Adam sighed, leaned back, and dragged the PDF of the novel into his lesson generation program. He let the program work, sipped his coffee, then curated the suggested lessons for his upcoming classes. The texts he approved were instantly uploaded to his file storage and classroom website for future reference. Another alarm chirped on the screen. Adam flipped over to his next classroom where he repeated the same process with his second classroom. Technology had made his job so efficient that he could now do the job of two teachers without setting foot in a school.

He glanced out the window of his office wherein the room across the hall, and in many like it, another teacher was doing the same job. Adam didn’t even know her name. Adam loved teaching and had become incredibly tech literate to do this. He was well-respected in the learning community and even had published some articles on AI-assisted, remote teaching. But Adam missed talking to people.

6 comments

  1. Braden thank you for your post. The narratives you have created for dystopian and utopian speculative societies are so well written that give such a clear, bleak picture. Climate change was a brilliant way to bring our existing world to a halt as this is our reality now. You do an amazing job of showing the positive and negative sides of technology. Although it is there to make our lives easier, human interaction and working together is something that can never be replaced. I believe you give a clear picture of this one I can believe unfortunately could be our future.

    1. Hi Melissa,

      Thank you for your reply! My second narrative was motivated by my experiences teaching a Grade 6/7 class online last year. There were many aspects that I enjoyed, such as the fluidity of moving between my digital teaching assets and my classroom software, but found it to be a very lonely experience. I think that technology is still in a transition that is trying to compensate for human interaction and we are not quite there yet!

  2. Braden, your integration of AI assistance in the teacher’s role (2nd narrative) grabbed my attention, because it brought me right back to online teaching during COVID and my dread of the live classes. It reminded me also of the questions I’d ask myself about what the students would possibly gain from listening to me talk on a Teams meeting, or attempt a class discussion. I don’t remember the reading that said it, but you capture very well how technology amplifies what already is there in human tendencies.

    1. Hi Graeme,

      I also had a long tedious experience with teaching online. There were many times that I answered the same question repetitively and thought that it would be a simple matter of an algorithm to take that activity off my plate in the digital sphere.
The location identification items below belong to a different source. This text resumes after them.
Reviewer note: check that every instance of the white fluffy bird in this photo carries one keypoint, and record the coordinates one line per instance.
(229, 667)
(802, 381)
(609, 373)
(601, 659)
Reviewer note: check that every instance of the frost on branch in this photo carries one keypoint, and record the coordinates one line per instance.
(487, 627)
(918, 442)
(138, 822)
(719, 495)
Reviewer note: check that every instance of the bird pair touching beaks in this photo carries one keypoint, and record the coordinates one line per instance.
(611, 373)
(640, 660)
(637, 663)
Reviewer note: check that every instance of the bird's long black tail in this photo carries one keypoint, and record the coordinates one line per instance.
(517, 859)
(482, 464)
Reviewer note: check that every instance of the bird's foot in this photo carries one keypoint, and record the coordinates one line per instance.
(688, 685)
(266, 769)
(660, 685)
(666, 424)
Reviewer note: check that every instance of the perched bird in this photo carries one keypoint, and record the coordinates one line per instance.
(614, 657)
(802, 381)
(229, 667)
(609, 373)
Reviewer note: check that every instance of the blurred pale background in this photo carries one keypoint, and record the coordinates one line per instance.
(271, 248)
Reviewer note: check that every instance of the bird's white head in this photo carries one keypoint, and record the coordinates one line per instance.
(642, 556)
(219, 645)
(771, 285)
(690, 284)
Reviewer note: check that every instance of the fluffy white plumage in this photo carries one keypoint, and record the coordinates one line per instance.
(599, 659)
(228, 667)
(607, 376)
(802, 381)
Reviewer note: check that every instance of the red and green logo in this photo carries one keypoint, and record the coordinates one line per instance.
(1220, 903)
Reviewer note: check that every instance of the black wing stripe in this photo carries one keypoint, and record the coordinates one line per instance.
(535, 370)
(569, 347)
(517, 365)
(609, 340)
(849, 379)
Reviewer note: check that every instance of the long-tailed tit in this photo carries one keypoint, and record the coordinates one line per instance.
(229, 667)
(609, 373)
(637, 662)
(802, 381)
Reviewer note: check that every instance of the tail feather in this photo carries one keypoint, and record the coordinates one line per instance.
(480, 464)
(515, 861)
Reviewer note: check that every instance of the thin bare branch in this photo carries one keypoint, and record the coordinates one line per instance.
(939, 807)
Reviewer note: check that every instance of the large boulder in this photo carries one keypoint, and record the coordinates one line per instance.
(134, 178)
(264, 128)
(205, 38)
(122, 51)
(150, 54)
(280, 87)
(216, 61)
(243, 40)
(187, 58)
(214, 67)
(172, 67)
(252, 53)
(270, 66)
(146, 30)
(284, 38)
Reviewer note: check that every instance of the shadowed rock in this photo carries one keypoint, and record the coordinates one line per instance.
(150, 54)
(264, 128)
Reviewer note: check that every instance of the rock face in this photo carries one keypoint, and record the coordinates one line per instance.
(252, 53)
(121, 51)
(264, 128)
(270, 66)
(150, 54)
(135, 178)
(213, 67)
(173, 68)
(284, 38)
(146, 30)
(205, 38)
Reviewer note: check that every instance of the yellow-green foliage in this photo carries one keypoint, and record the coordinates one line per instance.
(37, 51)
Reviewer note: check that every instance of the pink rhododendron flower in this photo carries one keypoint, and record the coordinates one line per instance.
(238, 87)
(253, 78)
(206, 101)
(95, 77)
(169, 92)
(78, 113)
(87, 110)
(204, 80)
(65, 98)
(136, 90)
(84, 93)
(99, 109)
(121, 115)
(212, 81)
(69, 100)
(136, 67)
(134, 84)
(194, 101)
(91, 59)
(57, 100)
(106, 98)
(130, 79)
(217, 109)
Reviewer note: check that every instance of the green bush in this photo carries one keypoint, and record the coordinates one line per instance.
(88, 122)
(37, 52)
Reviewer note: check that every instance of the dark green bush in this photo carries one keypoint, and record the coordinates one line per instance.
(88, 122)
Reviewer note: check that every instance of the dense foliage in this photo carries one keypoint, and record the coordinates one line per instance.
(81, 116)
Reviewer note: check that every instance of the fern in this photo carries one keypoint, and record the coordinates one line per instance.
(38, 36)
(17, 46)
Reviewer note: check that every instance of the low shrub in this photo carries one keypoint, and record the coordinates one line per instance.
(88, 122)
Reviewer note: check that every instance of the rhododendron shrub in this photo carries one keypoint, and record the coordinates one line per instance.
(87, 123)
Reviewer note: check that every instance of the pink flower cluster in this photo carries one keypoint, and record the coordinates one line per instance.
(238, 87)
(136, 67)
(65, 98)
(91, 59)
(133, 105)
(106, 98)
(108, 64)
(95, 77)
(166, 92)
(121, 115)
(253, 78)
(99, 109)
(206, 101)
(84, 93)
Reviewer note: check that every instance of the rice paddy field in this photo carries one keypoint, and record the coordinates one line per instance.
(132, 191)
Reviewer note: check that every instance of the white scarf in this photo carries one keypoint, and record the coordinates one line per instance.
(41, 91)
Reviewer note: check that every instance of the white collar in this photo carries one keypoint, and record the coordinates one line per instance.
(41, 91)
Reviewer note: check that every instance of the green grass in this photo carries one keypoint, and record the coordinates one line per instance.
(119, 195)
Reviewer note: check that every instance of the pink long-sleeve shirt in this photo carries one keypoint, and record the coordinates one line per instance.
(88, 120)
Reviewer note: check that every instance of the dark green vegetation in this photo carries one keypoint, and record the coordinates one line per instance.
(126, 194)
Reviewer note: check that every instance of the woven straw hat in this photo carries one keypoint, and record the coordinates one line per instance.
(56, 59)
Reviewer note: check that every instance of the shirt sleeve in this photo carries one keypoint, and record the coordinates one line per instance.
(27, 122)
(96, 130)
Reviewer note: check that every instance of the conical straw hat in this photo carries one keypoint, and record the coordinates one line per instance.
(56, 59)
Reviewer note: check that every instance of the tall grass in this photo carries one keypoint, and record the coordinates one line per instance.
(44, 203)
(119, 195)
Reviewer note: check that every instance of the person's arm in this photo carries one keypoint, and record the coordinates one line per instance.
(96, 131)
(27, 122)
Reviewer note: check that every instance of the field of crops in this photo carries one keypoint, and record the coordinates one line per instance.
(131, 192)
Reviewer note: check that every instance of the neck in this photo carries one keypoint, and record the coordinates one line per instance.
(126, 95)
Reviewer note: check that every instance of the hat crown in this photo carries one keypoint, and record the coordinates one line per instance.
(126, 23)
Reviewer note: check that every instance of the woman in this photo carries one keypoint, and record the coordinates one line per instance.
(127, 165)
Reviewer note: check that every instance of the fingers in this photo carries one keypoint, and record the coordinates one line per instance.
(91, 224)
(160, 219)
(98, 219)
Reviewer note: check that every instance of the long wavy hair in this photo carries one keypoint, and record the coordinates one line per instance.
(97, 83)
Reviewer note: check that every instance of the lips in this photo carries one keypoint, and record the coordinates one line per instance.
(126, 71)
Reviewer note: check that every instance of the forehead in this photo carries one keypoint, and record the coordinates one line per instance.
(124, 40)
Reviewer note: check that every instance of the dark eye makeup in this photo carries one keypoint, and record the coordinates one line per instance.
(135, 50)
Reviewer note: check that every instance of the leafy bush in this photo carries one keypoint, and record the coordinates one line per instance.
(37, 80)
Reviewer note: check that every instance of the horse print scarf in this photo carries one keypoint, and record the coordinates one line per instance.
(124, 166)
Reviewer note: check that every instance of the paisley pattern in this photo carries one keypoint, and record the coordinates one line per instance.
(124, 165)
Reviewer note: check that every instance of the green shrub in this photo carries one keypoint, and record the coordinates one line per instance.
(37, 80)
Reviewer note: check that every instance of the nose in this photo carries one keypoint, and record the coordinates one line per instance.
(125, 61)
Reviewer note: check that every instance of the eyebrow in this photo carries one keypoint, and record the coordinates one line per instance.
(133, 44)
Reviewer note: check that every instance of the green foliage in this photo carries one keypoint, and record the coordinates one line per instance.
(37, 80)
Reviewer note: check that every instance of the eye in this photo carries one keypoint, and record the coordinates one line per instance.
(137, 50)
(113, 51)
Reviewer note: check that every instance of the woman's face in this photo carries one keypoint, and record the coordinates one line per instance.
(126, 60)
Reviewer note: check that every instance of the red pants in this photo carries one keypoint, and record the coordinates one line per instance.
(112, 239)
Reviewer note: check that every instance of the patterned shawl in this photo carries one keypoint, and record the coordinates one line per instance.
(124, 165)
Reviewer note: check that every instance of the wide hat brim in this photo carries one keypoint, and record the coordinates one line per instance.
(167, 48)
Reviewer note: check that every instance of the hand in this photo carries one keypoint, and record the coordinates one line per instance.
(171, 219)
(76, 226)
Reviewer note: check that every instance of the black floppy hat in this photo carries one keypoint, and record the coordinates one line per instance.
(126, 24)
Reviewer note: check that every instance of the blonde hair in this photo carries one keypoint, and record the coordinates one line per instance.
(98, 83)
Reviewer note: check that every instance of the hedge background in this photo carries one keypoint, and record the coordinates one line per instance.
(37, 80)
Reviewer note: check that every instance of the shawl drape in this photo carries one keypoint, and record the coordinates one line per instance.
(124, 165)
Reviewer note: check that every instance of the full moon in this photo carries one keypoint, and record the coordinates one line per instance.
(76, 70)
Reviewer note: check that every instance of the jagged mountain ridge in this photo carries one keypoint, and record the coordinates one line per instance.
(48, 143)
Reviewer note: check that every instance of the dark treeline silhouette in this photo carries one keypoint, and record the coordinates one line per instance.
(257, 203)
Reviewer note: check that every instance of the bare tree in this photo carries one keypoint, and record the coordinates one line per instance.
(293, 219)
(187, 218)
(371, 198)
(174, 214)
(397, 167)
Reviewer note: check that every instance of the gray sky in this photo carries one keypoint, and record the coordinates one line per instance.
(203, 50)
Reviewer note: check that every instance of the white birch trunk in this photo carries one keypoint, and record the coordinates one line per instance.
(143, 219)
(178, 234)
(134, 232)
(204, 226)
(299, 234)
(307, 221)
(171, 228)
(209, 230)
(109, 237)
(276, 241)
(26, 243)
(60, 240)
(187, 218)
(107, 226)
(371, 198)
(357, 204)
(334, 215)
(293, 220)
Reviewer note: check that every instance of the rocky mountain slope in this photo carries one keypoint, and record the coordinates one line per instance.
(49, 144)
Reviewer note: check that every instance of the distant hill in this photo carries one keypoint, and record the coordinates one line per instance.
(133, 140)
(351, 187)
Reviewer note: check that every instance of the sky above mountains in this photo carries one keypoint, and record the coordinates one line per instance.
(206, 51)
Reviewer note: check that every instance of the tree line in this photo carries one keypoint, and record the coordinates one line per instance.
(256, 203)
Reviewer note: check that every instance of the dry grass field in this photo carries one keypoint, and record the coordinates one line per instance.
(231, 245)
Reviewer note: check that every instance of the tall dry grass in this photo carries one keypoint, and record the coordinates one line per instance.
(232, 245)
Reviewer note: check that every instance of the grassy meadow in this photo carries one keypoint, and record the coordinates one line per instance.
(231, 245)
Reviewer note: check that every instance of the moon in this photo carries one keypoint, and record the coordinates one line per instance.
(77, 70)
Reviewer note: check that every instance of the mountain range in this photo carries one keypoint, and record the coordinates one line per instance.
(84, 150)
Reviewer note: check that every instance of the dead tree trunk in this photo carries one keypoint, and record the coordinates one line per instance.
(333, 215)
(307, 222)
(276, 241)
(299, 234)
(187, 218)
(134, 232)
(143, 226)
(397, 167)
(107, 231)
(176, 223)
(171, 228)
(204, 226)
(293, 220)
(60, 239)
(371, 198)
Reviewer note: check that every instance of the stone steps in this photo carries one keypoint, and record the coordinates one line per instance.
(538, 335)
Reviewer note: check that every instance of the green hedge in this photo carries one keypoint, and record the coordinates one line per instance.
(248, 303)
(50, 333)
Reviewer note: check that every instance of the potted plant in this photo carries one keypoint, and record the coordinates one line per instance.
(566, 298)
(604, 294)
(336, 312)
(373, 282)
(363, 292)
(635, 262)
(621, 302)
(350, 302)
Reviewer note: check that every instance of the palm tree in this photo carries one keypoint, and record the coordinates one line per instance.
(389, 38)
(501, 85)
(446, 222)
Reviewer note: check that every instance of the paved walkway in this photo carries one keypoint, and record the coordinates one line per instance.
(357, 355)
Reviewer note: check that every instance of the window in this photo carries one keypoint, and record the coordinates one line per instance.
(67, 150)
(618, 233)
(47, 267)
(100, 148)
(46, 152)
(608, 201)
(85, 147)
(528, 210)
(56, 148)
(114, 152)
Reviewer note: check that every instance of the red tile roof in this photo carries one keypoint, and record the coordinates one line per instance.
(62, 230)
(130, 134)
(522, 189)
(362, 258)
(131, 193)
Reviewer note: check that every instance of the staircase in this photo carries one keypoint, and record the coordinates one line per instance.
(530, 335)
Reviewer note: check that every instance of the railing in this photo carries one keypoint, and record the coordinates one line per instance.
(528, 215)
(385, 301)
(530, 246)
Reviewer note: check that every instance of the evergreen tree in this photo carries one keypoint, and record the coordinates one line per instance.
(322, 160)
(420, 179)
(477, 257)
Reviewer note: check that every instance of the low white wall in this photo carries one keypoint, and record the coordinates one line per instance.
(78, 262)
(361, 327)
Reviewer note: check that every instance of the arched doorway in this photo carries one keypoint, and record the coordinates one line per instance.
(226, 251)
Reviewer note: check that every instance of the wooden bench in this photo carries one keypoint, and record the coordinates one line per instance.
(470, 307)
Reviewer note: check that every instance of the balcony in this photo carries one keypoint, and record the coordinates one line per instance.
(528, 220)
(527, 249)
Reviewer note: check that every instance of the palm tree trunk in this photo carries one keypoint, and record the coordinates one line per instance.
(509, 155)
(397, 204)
I also found students were hesitant to talk to their peers when not face to face in person and maybe an AI could help alleviate those stresses while forcing students to practice explaining their thinking.

  3. Hi Braden. I really liked your well written narratives. I could totally relate and imagine each scenario actually coming to fruition. For my dystopian story, I went with a much darker, more extreme example that is less realistic. My question is, in your Utopian scenario, you still have the main character longing for elements of the past, and feeling isolated. How could a Utopian society be able to alleviate or compensate for these shortcomings? Could your dystopia also be considered a utopia depending upon your point of view (depending upon which side of the fence you’re on, so to speak)?

    1. Hi Marlis,

      I can definitely see how my dystopian scenario could be seen as one that could be considered utopian for those in positions of power and privilege. One thing that I think can get overlooked when examining technology is how it can sometimes perpetuate inequities that exist. That was my motivation behind that particular story, but the perspectives get blurred. That duality was also what you identified in my utopian story. I don’t know if there truly can be a society that is utopian for all with such diversity in preferences, lifestyle, and ability.